Une mesure renvoyée au centre du débat budgétaire
La possibilité d'instaurer une «année blanche» budgétaire est de nouveau évoquée par l'exécutif alors que le gouvernement prépare son projet de loi de finances pour 2027. Cette piste, déjà mentionnée dans le projet de loi de finances initial pour 2026 puis rejetée par les députés lors de l'examen du texte fin 2025, est présentée comme un moyen de réduire les dépenses en l'absence d'autres leviers suffisants.
Ce que dit la situation macroéconomique
Le contexte explique en grande partie la résurgence du débat : le déficit public a atteint 5,1% du PIB en 2025 et l'objectif de le maintenir à 5% du PIB en 2026 apparaît difficile à tenir. À politique inchangée, le déficit pourrait même s'établir à 5,9% du PIB en 2027, selon les mêmes éléments fournis au moment de l'information.
| Année | Situation |
|---|---|
| 2025 | Déficit : 5,1% du PIB |
| 2026 | Objectif : 5% du PIB (difficile à atteindre) |
| 2027 | Projection : 5,9% du PIB à politique inchangée |
En quoi consisterait exactement une «année blanche» ?
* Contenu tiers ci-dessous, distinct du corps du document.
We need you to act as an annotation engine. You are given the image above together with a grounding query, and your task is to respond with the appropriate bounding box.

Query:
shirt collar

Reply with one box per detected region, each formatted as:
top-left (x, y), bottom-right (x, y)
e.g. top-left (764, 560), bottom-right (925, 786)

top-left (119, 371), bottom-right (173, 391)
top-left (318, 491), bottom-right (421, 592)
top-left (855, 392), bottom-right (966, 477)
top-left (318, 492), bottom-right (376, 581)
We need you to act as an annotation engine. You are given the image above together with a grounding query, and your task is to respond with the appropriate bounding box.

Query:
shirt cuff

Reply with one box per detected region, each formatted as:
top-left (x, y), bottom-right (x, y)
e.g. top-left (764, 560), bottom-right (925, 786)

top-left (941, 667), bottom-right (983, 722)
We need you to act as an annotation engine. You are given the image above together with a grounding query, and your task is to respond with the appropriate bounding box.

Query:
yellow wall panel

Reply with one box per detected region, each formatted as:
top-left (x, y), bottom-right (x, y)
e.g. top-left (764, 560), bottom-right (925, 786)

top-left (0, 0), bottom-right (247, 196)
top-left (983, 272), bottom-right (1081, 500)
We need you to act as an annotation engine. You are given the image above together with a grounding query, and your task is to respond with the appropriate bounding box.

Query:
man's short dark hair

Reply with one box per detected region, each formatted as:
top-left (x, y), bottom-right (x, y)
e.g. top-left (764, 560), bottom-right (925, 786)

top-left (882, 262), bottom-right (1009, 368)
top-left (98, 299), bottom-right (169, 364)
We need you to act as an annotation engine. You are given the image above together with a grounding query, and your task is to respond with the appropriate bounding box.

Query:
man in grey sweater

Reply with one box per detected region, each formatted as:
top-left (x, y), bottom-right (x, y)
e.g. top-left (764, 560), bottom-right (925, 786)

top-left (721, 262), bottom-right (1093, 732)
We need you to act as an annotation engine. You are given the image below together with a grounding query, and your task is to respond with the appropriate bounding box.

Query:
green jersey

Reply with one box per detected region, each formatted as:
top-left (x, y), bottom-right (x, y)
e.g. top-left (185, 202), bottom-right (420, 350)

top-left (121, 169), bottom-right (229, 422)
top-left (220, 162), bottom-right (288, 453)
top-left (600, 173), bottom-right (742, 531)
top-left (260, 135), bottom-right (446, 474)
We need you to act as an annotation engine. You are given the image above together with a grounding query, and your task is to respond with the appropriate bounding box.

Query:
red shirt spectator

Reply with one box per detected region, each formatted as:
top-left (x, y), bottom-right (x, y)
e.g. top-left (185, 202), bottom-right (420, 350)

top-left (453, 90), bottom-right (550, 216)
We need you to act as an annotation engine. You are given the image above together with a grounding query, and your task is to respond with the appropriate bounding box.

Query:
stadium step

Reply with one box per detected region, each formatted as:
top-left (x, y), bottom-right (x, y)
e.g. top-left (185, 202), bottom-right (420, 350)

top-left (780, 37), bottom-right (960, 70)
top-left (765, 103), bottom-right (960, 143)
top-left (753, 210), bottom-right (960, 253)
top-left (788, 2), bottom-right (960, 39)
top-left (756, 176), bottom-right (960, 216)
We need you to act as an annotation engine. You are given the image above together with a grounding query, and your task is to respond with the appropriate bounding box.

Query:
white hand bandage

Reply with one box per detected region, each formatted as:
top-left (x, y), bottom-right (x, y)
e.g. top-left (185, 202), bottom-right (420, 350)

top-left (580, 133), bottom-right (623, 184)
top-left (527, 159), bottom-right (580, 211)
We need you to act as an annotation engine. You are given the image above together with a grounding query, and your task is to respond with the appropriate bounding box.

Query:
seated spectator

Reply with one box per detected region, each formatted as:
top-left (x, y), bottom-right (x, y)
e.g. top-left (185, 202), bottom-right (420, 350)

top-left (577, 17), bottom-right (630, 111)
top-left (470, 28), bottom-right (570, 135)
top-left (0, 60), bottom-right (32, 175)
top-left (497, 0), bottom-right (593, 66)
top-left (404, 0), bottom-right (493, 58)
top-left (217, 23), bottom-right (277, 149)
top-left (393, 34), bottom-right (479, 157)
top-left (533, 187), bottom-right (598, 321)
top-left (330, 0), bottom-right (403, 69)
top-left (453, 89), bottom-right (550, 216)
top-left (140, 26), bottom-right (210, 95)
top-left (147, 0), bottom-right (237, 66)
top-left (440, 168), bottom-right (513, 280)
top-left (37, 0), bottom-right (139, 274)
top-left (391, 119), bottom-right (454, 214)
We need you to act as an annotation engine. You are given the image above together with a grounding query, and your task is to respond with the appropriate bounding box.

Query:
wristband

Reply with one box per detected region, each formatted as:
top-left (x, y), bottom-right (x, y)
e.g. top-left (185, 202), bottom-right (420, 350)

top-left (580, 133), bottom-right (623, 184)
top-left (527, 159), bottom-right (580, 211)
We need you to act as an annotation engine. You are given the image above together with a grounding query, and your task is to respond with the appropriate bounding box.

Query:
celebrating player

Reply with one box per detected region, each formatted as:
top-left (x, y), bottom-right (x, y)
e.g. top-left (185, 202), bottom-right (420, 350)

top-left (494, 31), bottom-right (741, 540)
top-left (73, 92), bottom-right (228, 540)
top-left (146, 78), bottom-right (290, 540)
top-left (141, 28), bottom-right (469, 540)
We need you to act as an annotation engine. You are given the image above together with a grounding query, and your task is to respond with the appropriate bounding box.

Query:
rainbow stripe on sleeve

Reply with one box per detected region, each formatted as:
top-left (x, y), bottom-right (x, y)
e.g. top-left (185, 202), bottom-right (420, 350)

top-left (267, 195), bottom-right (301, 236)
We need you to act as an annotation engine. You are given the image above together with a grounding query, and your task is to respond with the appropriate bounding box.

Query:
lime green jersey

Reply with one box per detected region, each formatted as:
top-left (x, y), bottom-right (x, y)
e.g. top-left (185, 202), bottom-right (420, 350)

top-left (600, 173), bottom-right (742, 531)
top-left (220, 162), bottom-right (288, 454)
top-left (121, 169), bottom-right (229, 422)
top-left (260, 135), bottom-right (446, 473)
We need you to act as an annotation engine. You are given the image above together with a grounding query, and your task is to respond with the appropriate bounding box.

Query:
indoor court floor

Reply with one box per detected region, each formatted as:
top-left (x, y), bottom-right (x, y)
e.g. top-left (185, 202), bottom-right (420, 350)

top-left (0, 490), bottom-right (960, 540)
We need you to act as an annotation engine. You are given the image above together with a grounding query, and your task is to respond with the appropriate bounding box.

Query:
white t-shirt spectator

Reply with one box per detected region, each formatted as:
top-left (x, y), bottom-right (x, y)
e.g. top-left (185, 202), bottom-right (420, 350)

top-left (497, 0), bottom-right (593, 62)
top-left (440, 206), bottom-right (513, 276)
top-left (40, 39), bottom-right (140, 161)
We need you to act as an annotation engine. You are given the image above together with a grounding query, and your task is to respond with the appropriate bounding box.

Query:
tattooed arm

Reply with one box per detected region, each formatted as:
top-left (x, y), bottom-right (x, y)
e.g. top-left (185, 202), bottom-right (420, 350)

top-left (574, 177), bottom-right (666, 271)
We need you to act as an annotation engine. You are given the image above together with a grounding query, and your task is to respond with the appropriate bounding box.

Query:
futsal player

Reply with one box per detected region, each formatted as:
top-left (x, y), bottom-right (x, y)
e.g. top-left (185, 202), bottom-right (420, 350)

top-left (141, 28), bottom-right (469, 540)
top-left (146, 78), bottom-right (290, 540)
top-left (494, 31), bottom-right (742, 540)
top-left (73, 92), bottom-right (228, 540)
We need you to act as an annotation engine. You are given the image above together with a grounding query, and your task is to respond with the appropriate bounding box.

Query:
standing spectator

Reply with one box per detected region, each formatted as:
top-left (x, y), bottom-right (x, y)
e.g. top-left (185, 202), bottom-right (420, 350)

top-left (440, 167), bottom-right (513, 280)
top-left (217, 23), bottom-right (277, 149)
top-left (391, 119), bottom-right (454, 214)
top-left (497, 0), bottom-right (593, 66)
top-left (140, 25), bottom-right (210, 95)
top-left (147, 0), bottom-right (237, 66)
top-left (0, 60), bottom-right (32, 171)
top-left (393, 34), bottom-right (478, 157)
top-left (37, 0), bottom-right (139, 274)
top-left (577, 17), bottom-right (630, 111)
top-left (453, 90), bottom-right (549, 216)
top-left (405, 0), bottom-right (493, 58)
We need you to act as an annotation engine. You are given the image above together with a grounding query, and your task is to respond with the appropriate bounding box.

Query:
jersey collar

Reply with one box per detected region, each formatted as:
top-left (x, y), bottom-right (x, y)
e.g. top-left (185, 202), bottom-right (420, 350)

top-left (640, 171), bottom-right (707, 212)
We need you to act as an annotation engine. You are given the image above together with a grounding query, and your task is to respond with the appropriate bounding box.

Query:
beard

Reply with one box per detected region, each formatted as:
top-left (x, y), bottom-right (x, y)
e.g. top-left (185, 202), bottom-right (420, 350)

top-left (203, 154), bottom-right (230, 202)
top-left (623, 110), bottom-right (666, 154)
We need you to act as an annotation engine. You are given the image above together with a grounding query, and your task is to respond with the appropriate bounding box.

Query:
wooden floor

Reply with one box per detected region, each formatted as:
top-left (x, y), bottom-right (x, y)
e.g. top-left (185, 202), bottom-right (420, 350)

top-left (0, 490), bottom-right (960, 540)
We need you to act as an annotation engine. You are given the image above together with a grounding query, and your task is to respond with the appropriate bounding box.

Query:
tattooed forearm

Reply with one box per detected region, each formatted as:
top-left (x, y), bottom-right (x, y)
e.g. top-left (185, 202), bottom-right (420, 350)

Dans la pratique, l'expression renvoie à l'idée d'interrompre, pour une année, certaines revalorisations automatiques liées à l'inflation. Concrètement, cela pourrait toucher la mise à jour du barème de l'impôt sur le revenu et la revalorisation des prestations sociales, dont les pensions de retraite. L'objectif affiché est d'empêcher une hausse mécanique des dépenses publiques liée à l'inflation sur une année donnée.
«Une année blanche sur le plan…
Qui serait concerné et quelles limites ?
La mesure viserait à agir sur des paramètres automatiques (indexation des prestations, mise à jour du barème fiscal) et toucherait donc un grand nombre de ménages : bénéficiaires de prestations sociales, retraités percevant une pension, et contribuables soumis à l'impôt sur le revenu. Le détail des assiettes et des exclusions éventuelles n'est pas précisé dans les éléments publiés à ce stade ; la portée dépendra des arbitrages ministériels et parlementaires.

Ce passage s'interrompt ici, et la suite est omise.